MONEY MARKETS-U.S. Treasury bill rates dip below zero
* US T-bill rates dip below zero for first time since Dec
* Dollar Libor at new low, other market rates fall
* Abundant liquidity, dovish central bankers support (Adds trader quote, recasts; changes dateline; previous London)
By Chris Reese
NEW YORK, Nov 20 (Reuters) - Yields on short-dated Treasury bills pushed below zero on Friday as investors clamored for low-risk investments in bets that central banks will hold interest rates at ultra-low levels for a long time.
Dollar interbank lending rates hit a new low as an abundance of liquidity and dovish central banker comments also eroded short-term market rates.
Even as policy makers begin to talk about exit strategies from extraordinary measures put in place during the depth of the financial crisis, investors expect policy rates around the globe will stay low well into next year.
"People are getting out of risk, getting into Treasuries for the year-end, everybody is parking money," said James Combias, head of government bond trading at Mizuho Securities USA in New York, adding that the Federal Reserve is expected to hold interest rates near zero for the foreseeable future.
Demand for U.S. Treasury bills maturing in January 2010 pushed their yields below zero for the first time since late December when the financial crisis worsened in the aftermath of the Lehman Brothers collapse.
Two-year Treasury note yields US2YT=RR also held close to the lowest since December, which in turn represented the lowest levels on record.
"Flow information suggests central banks buying T-bills and short-term Treasury cash even at very low yield as cash is abundant," said BNP Paribas rate strategist Alessandro Tentori.
Calyon rate strategist David Keeble said year-end factors were also at play as banks tidied up balance sheets to present the best possible view of their business at the end of the year.
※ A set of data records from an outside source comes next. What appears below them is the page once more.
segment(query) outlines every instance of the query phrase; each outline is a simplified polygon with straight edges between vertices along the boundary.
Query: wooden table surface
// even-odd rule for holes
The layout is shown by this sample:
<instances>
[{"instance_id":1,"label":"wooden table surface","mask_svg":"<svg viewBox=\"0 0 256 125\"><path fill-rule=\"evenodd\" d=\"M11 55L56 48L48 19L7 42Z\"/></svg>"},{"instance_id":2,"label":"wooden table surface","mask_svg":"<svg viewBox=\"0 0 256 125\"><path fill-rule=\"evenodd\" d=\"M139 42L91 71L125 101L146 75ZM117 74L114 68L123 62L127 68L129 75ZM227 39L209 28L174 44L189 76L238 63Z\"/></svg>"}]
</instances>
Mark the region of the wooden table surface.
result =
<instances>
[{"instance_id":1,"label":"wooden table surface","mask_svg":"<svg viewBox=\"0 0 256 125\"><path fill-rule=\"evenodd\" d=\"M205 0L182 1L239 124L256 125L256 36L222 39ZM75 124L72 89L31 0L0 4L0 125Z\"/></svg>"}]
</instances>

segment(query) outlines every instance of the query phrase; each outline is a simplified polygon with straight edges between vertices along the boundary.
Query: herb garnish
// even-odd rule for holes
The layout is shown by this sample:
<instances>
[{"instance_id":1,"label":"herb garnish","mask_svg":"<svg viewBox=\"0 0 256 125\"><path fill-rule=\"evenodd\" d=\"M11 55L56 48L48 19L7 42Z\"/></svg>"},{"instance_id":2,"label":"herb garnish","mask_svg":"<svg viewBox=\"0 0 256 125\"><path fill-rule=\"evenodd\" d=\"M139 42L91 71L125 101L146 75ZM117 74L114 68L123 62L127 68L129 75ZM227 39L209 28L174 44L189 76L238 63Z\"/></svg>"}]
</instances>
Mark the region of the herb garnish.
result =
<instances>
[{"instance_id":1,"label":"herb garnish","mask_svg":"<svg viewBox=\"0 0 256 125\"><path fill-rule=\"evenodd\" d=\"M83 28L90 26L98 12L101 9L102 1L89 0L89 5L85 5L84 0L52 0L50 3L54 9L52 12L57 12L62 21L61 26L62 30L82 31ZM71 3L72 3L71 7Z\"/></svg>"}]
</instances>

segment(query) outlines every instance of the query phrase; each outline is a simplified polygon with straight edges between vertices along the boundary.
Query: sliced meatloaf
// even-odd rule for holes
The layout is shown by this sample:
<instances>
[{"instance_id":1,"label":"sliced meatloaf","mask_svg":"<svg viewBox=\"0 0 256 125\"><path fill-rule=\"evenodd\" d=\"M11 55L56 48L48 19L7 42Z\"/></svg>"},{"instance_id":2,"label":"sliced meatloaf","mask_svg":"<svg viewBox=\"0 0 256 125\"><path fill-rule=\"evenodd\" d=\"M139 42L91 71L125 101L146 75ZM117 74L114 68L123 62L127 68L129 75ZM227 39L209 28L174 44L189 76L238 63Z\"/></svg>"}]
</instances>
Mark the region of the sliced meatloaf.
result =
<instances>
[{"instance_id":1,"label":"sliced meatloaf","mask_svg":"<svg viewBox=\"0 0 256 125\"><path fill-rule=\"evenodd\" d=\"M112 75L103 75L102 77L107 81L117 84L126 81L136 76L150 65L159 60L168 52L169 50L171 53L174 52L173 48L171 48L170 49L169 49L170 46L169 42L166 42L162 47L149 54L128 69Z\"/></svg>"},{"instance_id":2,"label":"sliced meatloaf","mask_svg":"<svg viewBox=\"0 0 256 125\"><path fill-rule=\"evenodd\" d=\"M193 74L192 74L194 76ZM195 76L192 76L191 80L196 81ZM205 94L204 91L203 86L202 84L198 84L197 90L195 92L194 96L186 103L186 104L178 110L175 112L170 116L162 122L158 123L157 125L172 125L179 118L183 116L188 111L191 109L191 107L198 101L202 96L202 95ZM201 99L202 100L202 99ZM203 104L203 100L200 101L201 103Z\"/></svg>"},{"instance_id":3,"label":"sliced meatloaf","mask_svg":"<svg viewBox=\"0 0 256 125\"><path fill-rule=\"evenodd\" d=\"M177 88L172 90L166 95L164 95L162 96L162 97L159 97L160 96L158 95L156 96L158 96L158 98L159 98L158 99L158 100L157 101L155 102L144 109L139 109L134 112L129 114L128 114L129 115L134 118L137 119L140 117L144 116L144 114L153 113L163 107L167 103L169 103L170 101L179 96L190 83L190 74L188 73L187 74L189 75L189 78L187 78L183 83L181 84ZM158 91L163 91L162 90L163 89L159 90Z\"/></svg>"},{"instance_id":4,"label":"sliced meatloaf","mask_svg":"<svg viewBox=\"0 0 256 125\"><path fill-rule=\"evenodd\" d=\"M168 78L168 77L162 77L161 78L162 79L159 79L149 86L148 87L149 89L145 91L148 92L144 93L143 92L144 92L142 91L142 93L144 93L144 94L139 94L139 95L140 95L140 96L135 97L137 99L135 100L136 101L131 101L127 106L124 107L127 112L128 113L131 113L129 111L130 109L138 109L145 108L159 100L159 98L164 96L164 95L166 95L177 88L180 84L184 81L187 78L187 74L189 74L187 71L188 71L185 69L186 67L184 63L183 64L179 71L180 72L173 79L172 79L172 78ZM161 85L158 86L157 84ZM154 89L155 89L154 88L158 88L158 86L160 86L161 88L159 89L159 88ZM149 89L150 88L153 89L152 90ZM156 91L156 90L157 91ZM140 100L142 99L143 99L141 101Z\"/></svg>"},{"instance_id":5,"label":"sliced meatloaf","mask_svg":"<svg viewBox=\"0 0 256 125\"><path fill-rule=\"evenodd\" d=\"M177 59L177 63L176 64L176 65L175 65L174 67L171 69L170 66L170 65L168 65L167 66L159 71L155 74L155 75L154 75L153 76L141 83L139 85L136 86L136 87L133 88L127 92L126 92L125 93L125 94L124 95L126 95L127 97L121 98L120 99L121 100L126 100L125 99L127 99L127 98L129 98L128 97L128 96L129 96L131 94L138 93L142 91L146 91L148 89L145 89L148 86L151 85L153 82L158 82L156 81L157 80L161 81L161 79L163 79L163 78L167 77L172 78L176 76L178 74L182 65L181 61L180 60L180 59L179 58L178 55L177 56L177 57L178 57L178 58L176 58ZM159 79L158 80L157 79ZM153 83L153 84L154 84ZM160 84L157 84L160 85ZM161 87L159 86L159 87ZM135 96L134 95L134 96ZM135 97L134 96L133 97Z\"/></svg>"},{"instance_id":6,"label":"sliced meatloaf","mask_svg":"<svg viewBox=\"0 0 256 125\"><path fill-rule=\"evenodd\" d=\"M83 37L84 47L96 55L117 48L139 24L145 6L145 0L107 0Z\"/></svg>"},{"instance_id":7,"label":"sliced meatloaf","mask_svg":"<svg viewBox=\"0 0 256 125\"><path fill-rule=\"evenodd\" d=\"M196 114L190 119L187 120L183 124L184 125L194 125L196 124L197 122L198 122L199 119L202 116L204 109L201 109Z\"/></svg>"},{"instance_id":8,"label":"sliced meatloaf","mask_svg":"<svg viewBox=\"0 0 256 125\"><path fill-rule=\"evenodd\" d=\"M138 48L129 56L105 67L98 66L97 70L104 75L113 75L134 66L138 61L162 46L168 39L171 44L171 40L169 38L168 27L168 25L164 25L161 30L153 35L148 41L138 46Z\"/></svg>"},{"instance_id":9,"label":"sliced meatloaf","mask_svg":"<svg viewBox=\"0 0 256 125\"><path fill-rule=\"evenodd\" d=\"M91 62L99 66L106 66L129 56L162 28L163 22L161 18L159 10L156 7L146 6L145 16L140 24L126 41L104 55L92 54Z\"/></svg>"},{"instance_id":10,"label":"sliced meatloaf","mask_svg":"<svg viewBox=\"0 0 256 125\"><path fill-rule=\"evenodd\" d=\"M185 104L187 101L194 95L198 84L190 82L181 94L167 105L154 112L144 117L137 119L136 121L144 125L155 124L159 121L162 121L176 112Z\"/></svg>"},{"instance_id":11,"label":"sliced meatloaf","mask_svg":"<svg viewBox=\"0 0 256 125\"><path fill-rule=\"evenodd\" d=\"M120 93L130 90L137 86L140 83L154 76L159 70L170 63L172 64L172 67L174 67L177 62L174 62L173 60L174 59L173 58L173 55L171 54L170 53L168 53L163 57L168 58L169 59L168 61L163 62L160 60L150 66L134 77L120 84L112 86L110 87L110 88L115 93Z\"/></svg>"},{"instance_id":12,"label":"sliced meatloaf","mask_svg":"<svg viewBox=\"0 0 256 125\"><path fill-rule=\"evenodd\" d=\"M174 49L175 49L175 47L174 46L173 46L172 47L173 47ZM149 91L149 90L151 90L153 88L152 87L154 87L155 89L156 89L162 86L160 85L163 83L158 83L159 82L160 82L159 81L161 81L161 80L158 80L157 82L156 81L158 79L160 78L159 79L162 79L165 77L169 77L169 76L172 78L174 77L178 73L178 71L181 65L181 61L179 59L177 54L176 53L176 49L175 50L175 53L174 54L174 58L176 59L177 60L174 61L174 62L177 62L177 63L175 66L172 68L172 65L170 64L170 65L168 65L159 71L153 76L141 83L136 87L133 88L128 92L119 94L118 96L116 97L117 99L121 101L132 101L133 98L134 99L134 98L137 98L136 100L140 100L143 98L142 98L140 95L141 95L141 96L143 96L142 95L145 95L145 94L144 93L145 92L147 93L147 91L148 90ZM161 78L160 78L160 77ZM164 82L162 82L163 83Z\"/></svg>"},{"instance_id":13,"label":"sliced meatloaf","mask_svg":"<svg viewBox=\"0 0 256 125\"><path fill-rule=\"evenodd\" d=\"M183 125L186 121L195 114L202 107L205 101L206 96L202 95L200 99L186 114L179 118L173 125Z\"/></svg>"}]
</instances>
"It's a little bit of window dressing, to do with needing liquidity on the balance sheet. You liquidate some securities and buy something low-risk like Treasuries so you get a bit of a squeeze," he said.
Three-month dollar Libor rates USD3MFSR= fell to 0.26219 percent [ID:nLK442537].
Eurodollar interest rate futures EDM0EDU0 -- a measure of interest rate expectations -- have been climbing steadily since late October, reaching contract highs and implying lower rates, on the back of dovish central bank comments.
SLOWLY, SLOWLY TO THE EXIT
European Central Bank officials have also stressed that while they are heading for the exit, the withdrawal of special measures to provide liquidity to the banking sector and in turn boost the economy, will be gradual.
But recent comments appear to warn banks against becoming too reliant on ECB funds.
ECB President Jean-Claude Trichet warned on Friday that market participants needed to be aware that the size of support measures was unprecedented and any measures which posed a threat to stability would be undone "promptly and unequivocally."
And ahead of the bank's next, and likely final, tender of one-year funds in December, Executive Board member Lorenzo Bini Smaghi late on Thursday urged national authorities to address over-reliance on cheap, unlimited ECB funds by some banks.
The Greek central bank this week did just that, advising banks to show restraint in borrowing 12-month ECB funds.
Banks currently have 595 billion euros of longer-term ECB money, over 85 percent of which is in 12-month funds, and there is around 60 billion euros of excess cash in the system, most of which is being parked back at the central bank overnight.
Three-month Euribor rates EUR3MFSR= edged down to 0.67313 percent.